Einen weiten Bogen schlägt die Autorin von der fenestralen Durchdringung und den illusionistischen Durch- und Ausblicken des südniederländisch-katalanischen Gebetsbuchs zur Perforierung von Seiten in der zeitgenössischen Buchkunst. Überhaupt das Loch: gestanzt, gestochen, gelasert in Mauro Belleis Cent mille petits points, auf den Punkt gebracht als Stichpunkt, als Stichreproduktion, als Rasterpunkt im Stundenbuch Remake von Peter Malutzki und als Zeitloch. Der einzige Nadelstich von Kunst verbucht sind Rechtschreibfehler. Sind es Zeiten mit Lochstanzungen oder Seiten mit Lochstanzungen? Wegwitz? Wegewitz. Da könnte Kunst verbucht selbst zum Künstlerbuch werden, wenn man bei den Rechtschreibfehlern jeweils ein Loch stanzte und einen Faden durchfädelte wie beim Palmblattcodex – Löcher zwischen Buchstaben avant la lettre – avant la lette – Zeitlöcher.

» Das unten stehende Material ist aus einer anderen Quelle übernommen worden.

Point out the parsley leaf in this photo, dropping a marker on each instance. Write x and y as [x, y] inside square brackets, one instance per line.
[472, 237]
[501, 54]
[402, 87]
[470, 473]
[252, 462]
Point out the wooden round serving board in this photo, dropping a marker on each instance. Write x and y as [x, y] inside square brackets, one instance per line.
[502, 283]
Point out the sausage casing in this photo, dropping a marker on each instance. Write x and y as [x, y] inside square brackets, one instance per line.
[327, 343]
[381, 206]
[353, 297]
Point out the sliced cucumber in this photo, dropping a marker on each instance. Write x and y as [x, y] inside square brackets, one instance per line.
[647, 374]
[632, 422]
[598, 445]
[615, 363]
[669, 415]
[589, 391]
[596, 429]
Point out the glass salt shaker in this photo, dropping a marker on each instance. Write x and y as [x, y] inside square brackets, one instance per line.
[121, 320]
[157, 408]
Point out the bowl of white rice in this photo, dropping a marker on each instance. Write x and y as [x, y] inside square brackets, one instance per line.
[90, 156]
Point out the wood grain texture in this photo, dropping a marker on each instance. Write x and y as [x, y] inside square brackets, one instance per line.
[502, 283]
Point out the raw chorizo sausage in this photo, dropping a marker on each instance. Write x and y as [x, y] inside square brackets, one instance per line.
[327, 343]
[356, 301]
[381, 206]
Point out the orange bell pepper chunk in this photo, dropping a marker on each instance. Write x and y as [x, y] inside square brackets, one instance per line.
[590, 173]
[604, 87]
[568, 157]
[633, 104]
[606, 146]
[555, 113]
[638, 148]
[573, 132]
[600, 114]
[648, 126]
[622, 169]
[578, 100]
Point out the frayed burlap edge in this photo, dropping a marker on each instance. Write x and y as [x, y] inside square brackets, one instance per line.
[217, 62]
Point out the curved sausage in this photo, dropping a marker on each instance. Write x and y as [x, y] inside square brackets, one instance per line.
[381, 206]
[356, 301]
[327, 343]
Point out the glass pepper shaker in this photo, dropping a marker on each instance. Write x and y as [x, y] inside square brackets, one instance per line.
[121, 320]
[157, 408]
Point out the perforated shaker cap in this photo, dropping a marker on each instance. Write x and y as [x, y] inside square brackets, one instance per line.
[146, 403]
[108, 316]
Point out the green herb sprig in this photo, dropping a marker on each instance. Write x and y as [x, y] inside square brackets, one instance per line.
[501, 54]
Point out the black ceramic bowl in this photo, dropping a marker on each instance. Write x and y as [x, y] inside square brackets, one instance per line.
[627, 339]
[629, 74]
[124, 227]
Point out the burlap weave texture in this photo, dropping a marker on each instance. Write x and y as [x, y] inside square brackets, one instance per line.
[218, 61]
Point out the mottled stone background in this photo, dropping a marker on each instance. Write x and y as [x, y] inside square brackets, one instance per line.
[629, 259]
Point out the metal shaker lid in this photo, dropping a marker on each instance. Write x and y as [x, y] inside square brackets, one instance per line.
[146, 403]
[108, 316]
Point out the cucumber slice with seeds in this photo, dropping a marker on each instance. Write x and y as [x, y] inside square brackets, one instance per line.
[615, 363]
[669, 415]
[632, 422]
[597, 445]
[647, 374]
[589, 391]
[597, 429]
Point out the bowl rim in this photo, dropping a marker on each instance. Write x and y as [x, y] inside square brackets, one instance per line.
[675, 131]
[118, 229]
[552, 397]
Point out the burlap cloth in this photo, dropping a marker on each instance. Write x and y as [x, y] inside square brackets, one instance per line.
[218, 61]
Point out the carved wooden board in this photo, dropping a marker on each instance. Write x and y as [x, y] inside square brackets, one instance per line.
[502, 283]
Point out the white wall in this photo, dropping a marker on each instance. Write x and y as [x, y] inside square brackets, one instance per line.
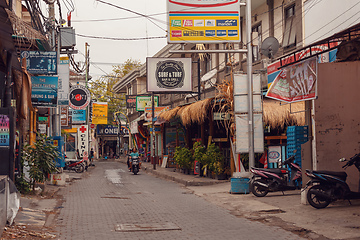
[325, 18]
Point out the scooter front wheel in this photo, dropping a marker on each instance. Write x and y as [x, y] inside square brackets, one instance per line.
[316, 197]
[257, 189]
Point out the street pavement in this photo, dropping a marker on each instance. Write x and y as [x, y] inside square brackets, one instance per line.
[109, 202]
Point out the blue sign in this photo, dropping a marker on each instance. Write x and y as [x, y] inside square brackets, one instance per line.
[77, 116]
[44, 91]
[40, 62]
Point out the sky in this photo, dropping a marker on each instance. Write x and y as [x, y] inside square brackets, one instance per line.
[105, 53]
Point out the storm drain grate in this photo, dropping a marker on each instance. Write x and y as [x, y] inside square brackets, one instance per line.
[146, 227]
[116, 197]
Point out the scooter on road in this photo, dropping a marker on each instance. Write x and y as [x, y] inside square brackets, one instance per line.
[329, 186]
[266, 180]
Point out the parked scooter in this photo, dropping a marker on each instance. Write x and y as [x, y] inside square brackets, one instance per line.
[77, 165]
[266, 180]
[329, 186]
[135, 165]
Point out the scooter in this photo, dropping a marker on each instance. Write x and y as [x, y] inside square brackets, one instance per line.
[77, 166]
[329, 186]
[266, 180]
[135, 165]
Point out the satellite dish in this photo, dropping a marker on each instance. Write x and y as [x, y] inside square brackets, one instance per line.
[209, 75]
[270, 46]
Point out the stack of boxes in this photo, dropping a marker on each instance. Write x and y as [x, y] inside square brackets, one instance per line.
[296, 135]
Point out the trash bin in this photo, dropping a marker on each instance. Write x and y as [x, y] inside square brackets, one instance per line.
[240, 185]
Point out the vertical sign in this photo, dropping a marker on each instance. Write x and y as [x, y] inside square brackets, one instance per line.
[63, 85]
[4, 131]
[83, 140]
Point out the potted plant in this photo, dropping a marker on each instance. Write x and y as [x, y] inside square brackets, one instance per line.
[40, 158]
[184, 158]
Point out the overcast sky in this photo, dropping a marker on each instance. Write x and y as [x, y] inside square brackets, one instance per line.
[104, 53]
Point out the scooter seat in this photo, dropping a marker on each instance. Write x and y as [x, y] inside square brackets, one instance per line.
[272, 170]
[341, 175]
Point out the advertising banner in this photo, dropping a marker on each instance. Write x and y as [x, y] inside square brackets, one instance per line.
[205, 21]
[130, 101]
[145, 101]
[296, 82]
[100, 113]
[4, 131]
[64, 75]
[78, 116]
[40, 62]
[44, 91]
[83, 141]
[169, 75]
[157, 111]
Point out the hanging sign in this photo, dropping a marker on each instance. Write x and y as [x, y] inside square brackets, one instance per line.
[4, 131]
[79, 97]
[169, 75]
[44, 91]
[83, 140]
[205, 21]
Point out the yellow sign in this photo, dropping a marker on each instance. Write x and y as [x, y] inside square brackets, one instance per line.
[100, 113]
[205, 21]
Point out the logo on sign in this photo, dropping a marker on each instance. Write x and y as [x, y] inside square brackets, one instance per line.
[176, 33]
[176, 23]
[187, 23]
[170, 74]
[221, 33]
[226, 23]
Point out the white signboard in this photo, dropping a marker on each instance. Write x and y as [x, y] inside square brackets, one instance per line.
[274, 155]
[63, 84]
[83, 141]
[242, 133]
[169, 75]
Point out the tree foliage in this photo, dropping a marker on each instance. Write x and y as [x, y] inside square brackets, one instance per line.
[102, 88]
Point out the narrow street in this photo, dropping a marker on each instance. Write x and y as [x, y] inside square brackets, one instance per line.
[112, 203]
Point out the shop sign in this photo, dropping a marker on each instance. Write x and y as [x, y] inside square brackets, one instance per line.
[107, 130]
[40, 62]
[4, 131]
[145, 101]
[157, 111]
[296, 82]
[64, 116]
[169, 75]
[78, 116]
[44, 91]
[100, 113]
[64, 76]
[83, 140]
[79, 97]
[274, 155]
[205, 21]
[130, 101]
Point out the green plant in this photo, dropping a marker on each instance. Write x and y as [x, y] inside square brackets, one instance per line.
[40, 158]
[183, 157]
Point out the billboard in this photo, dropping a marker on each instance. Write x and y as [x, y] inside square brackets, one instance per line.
[204, 21]
[145, 101]
[44, 91]
[296, 82]
[100, 113]
[169, 75]
[40, 62]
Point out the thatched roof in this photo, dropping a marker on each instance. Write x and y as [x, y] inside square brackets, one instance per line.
[191, 113]
[276, 114]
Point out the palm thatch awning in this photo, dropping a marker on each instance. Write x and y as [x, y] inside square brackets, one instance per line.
[275, 113]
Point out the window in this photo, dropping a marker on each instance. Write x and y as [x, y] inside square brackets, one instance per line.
[289, 39]
[256, 42]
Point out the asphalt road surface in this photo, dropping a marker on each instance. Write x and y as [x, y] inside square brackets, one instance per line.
[111, 203]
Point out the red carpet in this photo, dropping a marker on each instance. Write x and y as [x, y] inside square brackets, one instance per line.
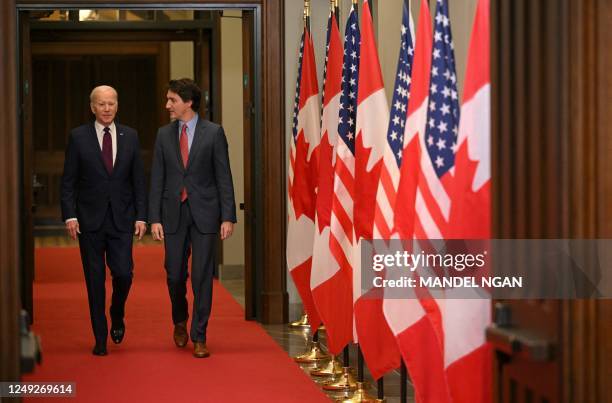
[245, 363]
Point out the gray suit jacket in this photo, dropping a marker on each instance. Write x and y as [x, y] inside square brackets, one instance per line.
[208, 179]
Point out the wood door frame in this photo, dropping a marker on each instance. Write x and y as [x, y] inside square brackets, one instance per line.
[268, 135]
[270, 222]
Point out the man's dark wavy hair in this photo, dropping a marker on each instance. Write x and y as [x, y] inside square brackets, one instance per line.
[188, 90]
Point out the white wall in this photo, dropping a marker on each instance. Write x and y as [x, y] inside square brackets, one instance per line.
[232, 121]
[181, 60]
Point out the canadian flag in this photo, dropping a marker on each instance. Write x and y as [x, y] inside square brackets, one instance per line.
[467, 355]
[302, 177]
[375, 338]
[330, 285]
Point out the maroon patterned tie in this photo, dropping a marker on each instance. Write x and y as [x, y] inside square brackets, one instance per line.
[107, 150]
[184, 145]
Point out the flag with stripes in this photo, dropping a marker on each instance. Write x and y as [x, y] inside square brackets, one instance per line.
[330, 286]
[302, 177]
[392, 158]
[375, 338]
[416, 323]
[342, 238]
[468, 358]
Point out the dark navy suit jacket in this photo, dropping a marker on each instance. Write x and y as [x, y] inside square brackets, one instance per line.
[88, 190]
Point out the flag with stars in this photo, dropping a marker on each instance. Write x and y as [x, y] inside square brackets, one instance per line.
[331, 291]
[392, 158]
[342, 238]
[416, 323]
[302, 176]
[377, 343]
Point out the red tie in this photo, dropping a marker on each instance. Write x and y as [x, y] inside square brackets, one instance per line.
[107, 150]
[184, 144]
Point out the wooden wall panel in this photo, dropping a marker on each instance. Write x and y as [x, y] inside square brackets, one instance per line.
[10, 206]
[274, 208]
[551, 173]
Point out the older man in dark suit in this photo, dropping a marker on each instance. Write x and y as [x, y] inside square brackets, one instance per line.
[191, 201]
[103, 195]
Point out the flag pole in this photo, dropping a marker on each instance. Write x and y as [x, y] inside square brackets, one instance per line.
[404, 383]
[336, 9]
[303, 321]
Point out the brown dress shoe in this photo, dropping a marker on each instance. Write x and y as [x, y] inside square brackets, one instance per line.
[200, 350]
[180, 334]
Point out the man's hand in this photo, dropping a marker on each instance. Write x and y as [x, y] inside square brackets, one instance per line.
[157, 231]
[72, 227]
[140, 228]
[227, 228]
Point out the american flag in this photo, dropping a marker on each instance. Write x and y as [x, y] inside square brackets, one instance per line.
[392, 158]
[417, 335]
[342, 237]
[302, 176]
[440, 140]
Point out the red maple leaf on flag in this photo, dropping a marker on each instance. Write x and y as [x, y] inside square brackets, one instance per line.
[365, 193]
[303, 193]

Die Autorin rekurriert überwiegend auf die Künstlerbuchsammlungen des Klingspor Museums in Offenbach (Stefan Soltek hat das Nachwort geschrieben) und der Universitätsbibliothek in Frankfurt am Main.

Das Stundenbuch ist Quelle der Inspiration für Tatjana Bergelts gestanztes Insel-Buch, als Zeitrundblick über einen Tag für Ken Leslies Space + Time und als Zeitstrom für Ulrike Stoltz Fahrten über den Rhein mit der S-Bahn von Frankfurt nach Mainz. Daniela Deeg und Cynthia Lollis nähern sich dem modernen Zeitgefühl mit dem Fotoapparat und einem Zeitplan als Maßeinheit für Distanzen. Das Menschenbild in Très riches heures 1412 inspiriert Ryoko Adachi 2004/2005 zu irisierenden Wesen.

Was für herrliche Wörter und Alphabete findet der Leser: ein Alefbet in Joshua Reicherts Schöpfungsalphabet, das Traumalphabet von Roswitha Quadflieg und ein Architectonisches Alphabet von Johann David Steingruber, Schwabach 1773.

Viola Hildebrand-Schat zeigt Querverbindungen der verbuchten Kunst auf zwischen den Alten und der Jetztzeit, zwischen Galileo Galileis Siderius Nuncius 1610 und Karin Innerlings Sterntagebüchern 1996. Aus dem 19. Jahrhundert ragen William Blake mit seiner ganz eigenen Spiritualität und Drucktechnik und William Morris und sein Gesamtkunstwerk heraus und inspirieren uns Heutige, genauso wie die Leuchttürme der Buchkunst des 20. Jahrhunderts Henry van de Velde, Frans Masereel, Rudolf Koch und Claire Van Vliet.

Das eigenwillige zeitgenössische Künstlerbuch versucht sich mit ganz subjektiven Erklärungsmodellen zur Entstehung und Entwicklung der Welt (Kosmogonie) und zur Kosmologie, der Lehre von der Welt.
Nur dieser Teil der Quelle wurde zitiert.